As though by mutual agreement, they turn their heads to meet each other's gaze. The light dances brilliantly on her hair and her eyes, but there is something bittersweet in the look she gives him, as well.
"We shouldn't do this again," she says, implacable and resolute. "Not while you have things to figure out."
"No," he agrees. Then, more quietly, "You know, Sarah, I don't regret this, but I hope - I really hope I haven't done the wrong thing by you."
She looks away, back up at the sky. Sighs. "We both have a job to do, Reese. I'm used to nothing being really mine."
If anything can break him, he thinks, it's that. Hearing her say that, so matter-of-fact.
He props himself up on one elbow and leans over her. "Hey. I'm yours, Sarah. Yours and John's. No matter what. We're family."
She looks up at him, lashes suddenly wet. Strokes his cheek and nods.
"We should keep going," she says at last, nodding towards the SUV. Slowly, diffidently, she pulls away from him and rises.

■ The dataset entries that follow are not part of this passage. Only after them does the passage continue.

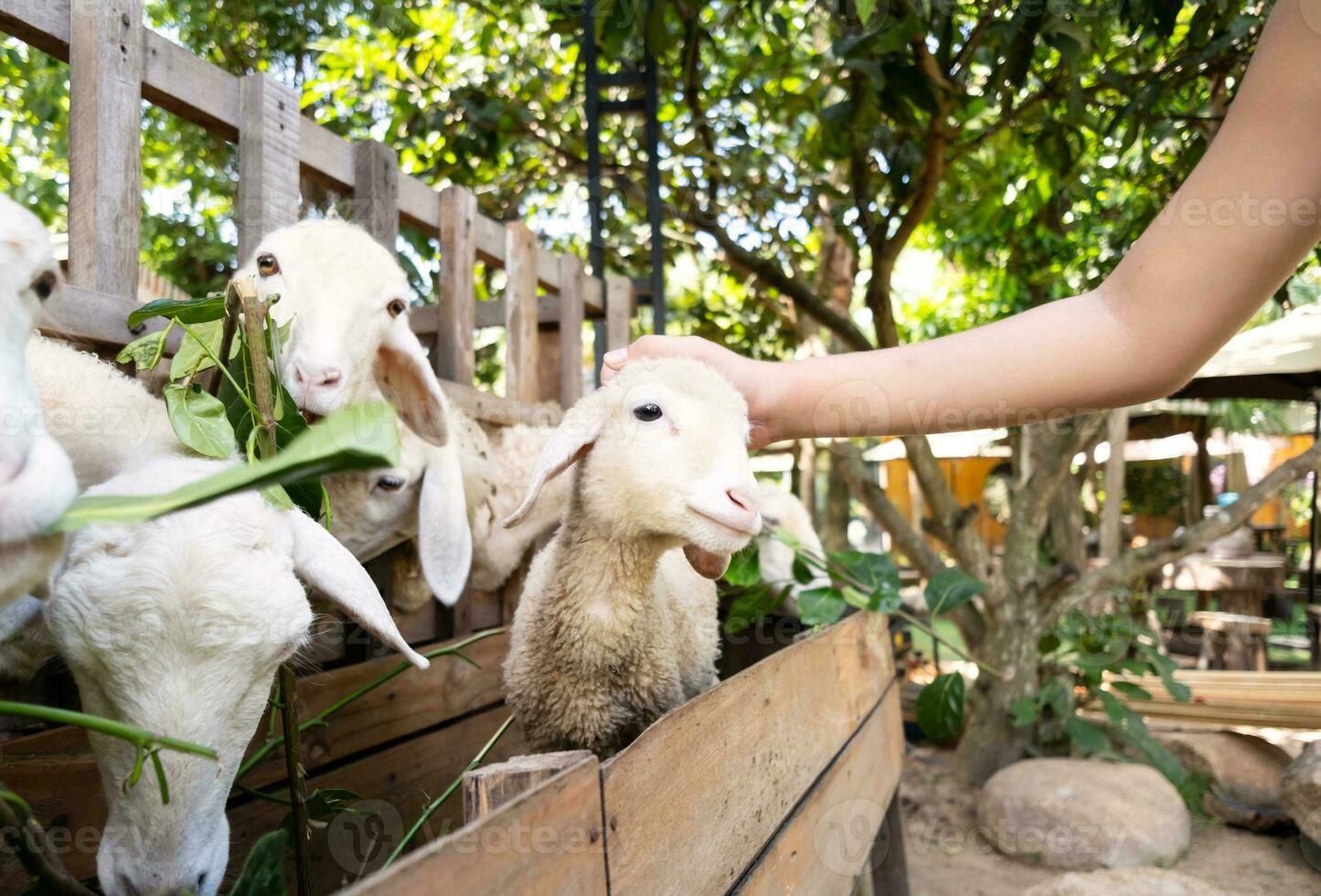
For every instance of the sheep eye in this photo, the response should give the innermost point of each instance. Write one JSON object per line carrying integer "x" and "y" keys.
{"x": 45, "y": 285}
{"x": 267, "y": 266}
{"x": 647, "y": 412}
{"x": 389, "y": 483}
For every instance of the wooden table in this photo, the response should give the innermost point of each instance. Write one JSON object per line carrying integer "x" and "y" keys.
{"x": 1241, "y": 583}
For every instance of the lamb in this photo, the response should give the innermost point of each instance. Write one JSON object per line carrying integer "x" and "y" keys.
{"x": 617, "y": 620}
{"x": 36, "y": 480}
{"x": 783, "y": 510}
{"x": 177, "y": 625}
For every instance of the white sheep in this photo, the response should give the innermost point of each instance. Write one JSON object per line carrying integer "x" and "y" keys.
{"x": 617, "y": 620}
{"x": 36, "y": 483}
{"x": 783, "y": 510}
{"x": 178, "y": 624}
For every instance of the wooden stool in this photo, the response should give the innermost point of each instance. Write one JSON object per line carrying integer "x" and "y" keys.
{"x": 1232, "y": 641}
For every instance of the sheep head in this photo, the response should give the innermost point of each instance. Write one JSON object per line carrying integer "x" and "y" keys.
{"x": 177, "y": 626}
{"x": 347, "y": 300}
{"x": 662, "y": 453}
{"x": 36, "y": 480}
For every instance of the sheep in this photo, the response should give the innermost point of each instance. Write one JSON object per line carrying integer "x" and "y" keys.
{"x": 36, "y": 480}
{"x": 783, "y": 510}
{"x": 469, "y": 484}
{"x": 617, "y": 620}
{"x": 178, "y": 624}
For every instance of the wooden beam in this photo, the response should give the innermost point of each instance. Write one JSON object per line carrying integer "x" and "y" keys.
{"x": 376, "y": 192}
{"x": 521, "y": 347}
{"x": 269, "y": 160}
{"x": 570, "y": 329}
{"x": 490, "y": 786}
{"x": 453, "y": 355}
{"x": 104, "y": 145}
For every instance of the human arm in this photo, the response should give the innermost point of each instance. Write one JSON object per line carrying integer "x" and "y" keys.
{"x": 1225, "y": 242}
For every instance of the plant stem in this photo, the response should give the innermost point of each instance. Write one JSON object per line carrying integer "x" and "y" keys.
{"x": 430, "y": 810}
{"x": 320, "y": 718}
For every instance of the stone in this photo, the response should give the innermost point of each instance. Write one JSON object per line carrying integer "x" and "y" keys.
{"x": 1081, "y": 815}
{"x": 1124, "y": 881}
{"x": 1244, "y": 774}
{"x": 1302, "y": 792}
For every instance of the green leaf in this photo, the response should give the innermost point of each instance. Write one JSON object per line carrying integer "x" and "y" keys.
{"x": 821, "y": 605}
{"x": 745, "y": 567}
{"x": 940, "y": 709}
{"x": 361, "y": 436}
{"x": 1086, "y": 738}
{"x": 263, "y": 869}
{"x": 198, "y": 421}
{"x": 190, "y": 311}
{"x": 145, "y": 352}
{"x": 190, "y": 356}
{"x": 950, "y": 588}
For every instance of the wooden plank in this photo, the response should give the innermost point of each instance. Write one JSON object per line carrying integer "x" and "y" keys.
{"x": 490, "y": 786}
{"x": 730, "y": 777}
{"x": 398, "y": 784}
{"x": 521, "y": 314}
{"x": 549, "y": 841}
{"x": 453, "y": 355}
{"x": 104, "y": 145}
{"x": 269, "y": 160}
{"x": 618, "y": 312}
{"x": 570, "y": 329}
{"x": 827, "y": 841}
{"x": 376, "y": 192}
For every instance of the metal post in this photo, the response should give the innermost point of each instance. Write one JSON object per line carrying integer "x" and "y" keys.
{"x": 654, "y": 210}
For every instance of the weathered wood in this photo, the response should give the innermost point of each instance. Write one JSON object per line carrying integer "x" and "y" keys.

He follows, and it hurts him to watch her, still shivering lightly from what they just shared, yet walking alone a little ahead. Somehow her carriage is lighter and heavier at the same time. He wishes he had an easy solution. For her and for him.
He catches up with her at the SUV and takes her arm. "Hey," he says.
She turns, and it seems to take a lifetime. Her smile is gentle and sad. She touches his mouth, stroking it with her thumb. Caress and instruction, in equal measure. "I know, Reese. I know."
They kiss one more time, and then they break apart, and they get in the car and keep on going.
END
NOTE: This one was written while I was struggling with writers' block on another variation on the same Sarah/Derek/Jesse triangle theme. That one is from a quite different angle, so hopefully it'll be back on track soon.